Paddington Water Tower is located on a 529 m2 allotment on Archibald's Hill. The site slopes northward away from Garfield Terrace down to Tooth Avenue. The Tower is located adjacent to the Garfield Terrace boundary with the pump house adjacent to its western side.

Paddington Water Tower is surplus to water supply requirements and is no longer in use. It is essentially unaltered from its original appearance. Located on Archibald's Hill, it is one of Brisbane's oldest and most prominent landmarks. It is probably the only one of its type in Queensland being a reinforced concrete tank elevated on concrete columns.

Of the other service reservoirs erected in Brisbane, Wickham Terrace (1870 & 1882), Mount Crosby High Level (1891), Holt's Hill (1919) and Bulimba (1940) are also now surplus to requirements and not in use.

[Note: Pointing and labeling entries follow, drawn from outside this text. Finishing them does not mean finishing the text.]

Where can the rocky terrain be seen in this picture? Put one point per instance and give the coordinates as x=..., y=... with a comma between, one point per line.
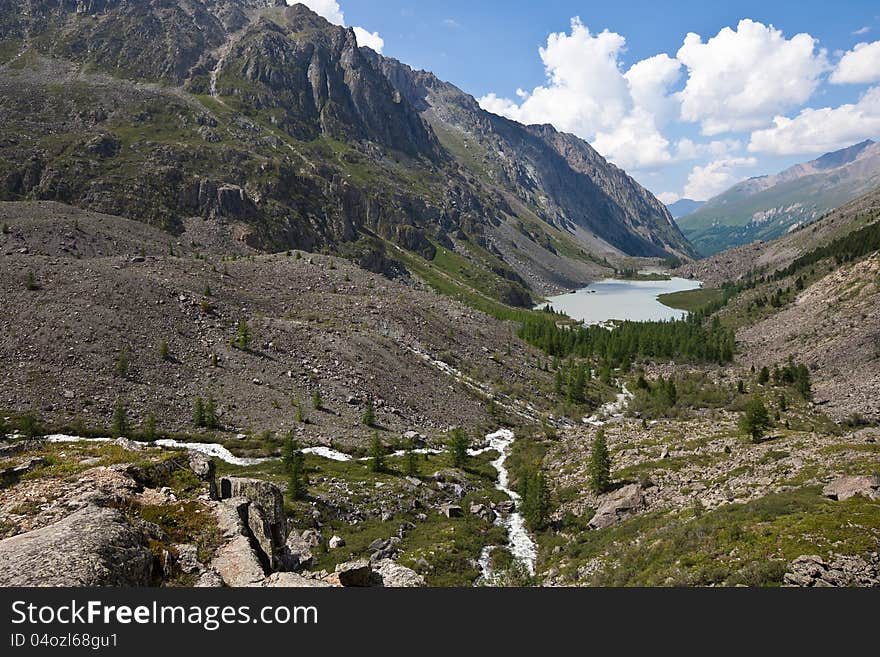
x=696, y=504
x=106, y=290
x=118, y=514
x=272, y=124
x=768, y=207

The Paddington tank and its tower are of reinforced concrete construction The circular tank is supported on a structural framework of twelve columns and octagonal grids of haunched beams. The water tower is 70 ft high and the tank has a capacity of 100,000 impgal and the top water level is 335 ft AHD.

The tower is a prominent Brisbane landmark in the north western suburbs. It is visible from miles around and most vantage points and is readily recognisable.

== Heritage listing ==
Paddington Water Tower was listed on the Queensland Heritage Register on 23 June 2000 having satisfied the following criteria.

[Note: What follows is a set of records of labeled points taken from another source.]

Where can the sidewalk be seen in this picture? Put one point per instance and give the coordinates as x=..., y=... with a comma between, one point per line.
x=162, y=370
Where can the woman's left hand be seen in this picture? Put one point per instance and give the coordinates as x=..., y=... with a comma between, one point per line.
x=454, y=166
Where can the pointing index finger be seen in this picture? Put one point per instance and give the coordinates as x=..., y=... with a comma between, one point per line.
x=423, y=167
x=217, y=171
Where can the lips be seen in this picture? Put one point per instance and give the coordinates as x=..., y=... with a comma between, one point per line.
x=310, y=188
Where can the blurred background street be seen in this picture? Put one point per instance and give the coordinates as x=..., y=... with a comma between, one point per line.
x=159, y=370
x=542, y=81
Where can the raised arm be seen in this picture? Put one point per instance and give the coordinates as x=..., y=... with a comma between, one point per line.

The place is important in demonstrating the evolution or pattern of Queensland's history.

Paddington Water Tower is important in demonstrating a phase in the history of Brisbane's water supply and the technological difficulties of providing reticulated water to elevated sites.

The place demonstrates rare, uncommon or endangered aspects of Queensland's cultural heritage.

The Paddington Water Tower is a rare example of an elevated reinforced concrete water tank. It is probably the only one of its type in Queensland being a reinforced concrete tank elevated on concrete columns.

The place is important because of its aesthetic significance.

The Paddington Water Tower is important for its aesthetic qualities as a readily recognisable landmark. It is one of Brisbane's most prominent landmarks.